While the combined market share (revenue/subscriber) is within the prescribed 50 per cent limit, the acquisition would help Rcom improve its market share in six circles, according to a Goldman Sachs report.
While final merger & acquisition (M&M) guidelines are awaited, in the 800 MHz band, the combined entity’s spectrum share is more than 50 per cent in a number of circles. This could lead to compliance challenges.
The merger, however, will not significantly alter the pecking order or the current competitive nature of the market. Analysts say the aggression shown by smaller players on tariffs is likely to continue despite the potential merger of the fourth and the ninth largest players. These could be the reasons why the RCom stock, which was up in the morning session ended the day down quarter of a per cent. On Monday when the merger buzz was doing the rounds, it was up just 0.6 per cent.
What's more important for RCom is to improve its operational metrics. What is worrying the Street is the low level of capex by Rcom. While Idea and Bharti have given a guidance of between $800 million and $2 billion, RCom’s number is at $300 million.

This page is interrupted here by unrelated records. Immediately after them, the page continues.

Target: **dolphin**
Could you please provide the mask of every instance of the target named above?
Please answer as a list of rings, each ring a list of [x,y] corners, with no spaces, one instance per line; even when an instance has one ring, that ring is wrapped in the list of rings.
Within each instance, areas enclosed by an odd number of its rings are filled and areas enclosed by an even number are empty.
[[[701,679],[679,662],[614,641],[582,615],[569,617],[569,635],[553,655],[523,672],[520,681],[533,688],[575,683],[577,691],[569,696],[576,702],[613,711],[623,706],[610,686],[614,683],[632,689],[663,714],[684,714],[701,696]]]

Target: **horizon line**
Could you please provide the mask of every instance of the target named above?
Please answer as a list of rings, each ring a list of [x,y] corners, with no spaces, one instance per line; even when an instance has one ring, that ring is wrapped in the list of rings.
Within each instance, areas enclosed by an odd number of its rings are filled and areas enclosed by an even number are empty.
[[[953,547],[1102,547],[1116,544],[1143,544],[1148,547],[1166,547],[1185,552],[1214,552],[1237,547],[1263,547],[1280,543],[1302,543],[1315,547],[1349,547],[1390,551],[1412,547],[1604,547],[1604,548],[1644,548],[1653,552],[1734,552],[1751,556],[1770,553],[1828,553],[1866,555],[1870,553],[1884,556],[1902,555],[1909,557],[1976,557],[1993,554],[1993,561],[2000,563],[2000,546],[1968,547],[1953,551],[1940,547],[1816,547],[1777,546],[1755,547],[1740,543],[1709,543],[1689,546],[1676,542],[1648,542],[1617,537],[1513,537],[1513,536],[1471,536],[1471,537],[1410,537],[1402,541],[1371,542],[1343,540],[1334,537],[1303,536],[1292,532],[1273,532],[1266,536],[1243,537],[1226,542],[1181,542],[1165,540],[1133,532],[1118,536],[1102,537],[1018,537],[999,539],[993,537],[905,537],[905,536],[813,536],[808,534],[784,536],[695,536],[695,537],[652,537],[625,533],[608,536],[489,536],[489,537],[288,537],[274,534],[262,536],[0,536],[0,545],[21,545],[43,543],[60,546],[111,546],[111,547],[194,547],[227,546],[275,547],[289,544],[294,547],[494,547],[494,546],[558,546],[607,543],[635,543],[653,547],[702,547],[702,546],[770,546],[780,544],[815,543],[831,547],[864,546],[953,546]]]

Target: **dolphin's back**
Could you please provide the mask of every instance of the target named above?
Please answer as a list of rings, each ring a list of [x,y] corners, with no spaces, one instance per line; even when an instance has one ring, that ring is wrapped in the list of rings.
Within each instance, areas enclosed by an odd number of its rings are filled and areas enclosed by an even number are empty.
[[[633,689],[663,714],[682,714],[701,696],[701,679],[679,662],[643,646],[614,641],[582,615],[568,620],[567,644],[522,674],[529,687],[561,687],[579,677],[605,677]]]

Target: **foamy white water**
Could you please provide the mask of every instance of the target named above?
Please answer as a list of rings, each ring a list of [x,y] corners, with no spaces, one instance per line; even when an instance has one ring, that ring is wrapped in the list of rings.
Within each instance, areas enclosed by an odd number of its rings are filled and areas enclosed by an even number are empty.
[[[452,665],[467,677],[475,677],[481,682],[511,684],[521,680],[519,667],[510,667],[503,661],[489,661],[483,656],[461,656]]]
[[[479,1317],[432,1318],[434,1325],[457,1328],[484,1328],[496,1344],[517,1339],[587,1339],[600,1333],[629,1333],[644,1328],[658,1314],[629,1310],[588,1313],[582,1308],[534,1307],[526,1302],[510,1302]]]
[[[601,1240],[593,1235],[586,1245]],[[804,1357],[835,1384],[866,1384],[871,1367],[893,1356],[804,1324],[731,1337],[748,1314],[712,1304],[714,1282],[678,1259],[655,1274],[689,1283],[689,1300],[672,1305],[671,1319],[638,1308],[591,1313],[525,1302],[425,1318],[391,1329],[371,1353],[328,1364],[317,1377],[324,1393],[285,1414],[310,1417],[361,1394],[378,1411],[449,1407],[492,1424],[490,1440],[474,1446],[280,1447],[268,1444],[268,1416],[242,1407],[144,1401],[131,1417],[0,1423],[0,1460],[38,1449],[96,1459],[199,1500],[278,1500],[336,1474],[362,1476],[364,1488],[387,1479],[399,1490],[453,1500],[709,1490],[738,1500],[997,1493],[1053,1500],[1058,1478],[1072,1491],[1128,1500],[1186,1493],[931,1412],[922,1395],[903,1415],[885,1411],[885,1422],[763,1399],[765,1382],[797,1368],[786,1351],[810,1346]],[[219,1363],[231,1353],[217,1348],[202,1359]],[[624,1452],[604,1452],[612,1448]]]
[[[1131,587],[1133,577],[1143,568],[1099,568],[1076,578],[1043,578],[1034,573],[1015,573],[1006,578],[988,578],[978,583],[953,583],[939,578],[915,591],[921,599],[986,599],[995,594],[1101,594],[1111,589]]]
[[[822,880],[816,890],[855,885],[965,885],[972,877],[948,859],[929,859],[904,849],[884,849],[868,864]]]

A key trigger for the stock is the deleveraging given the high debt (net debt of Rs 36,725 crore at the end of March 31, 2015) on its books. Although the company has made various announcements on this front, nothing meaningful has materialised so far. Most analysts have a cautious view on the stock with 56 per cent of the 25 analysts tracking the stock having a ‘sell’ rating. Investors should await clarity on M&A guidelines, improvement in revenue market share or further deleveraging by the company before taking any exposure to the stock.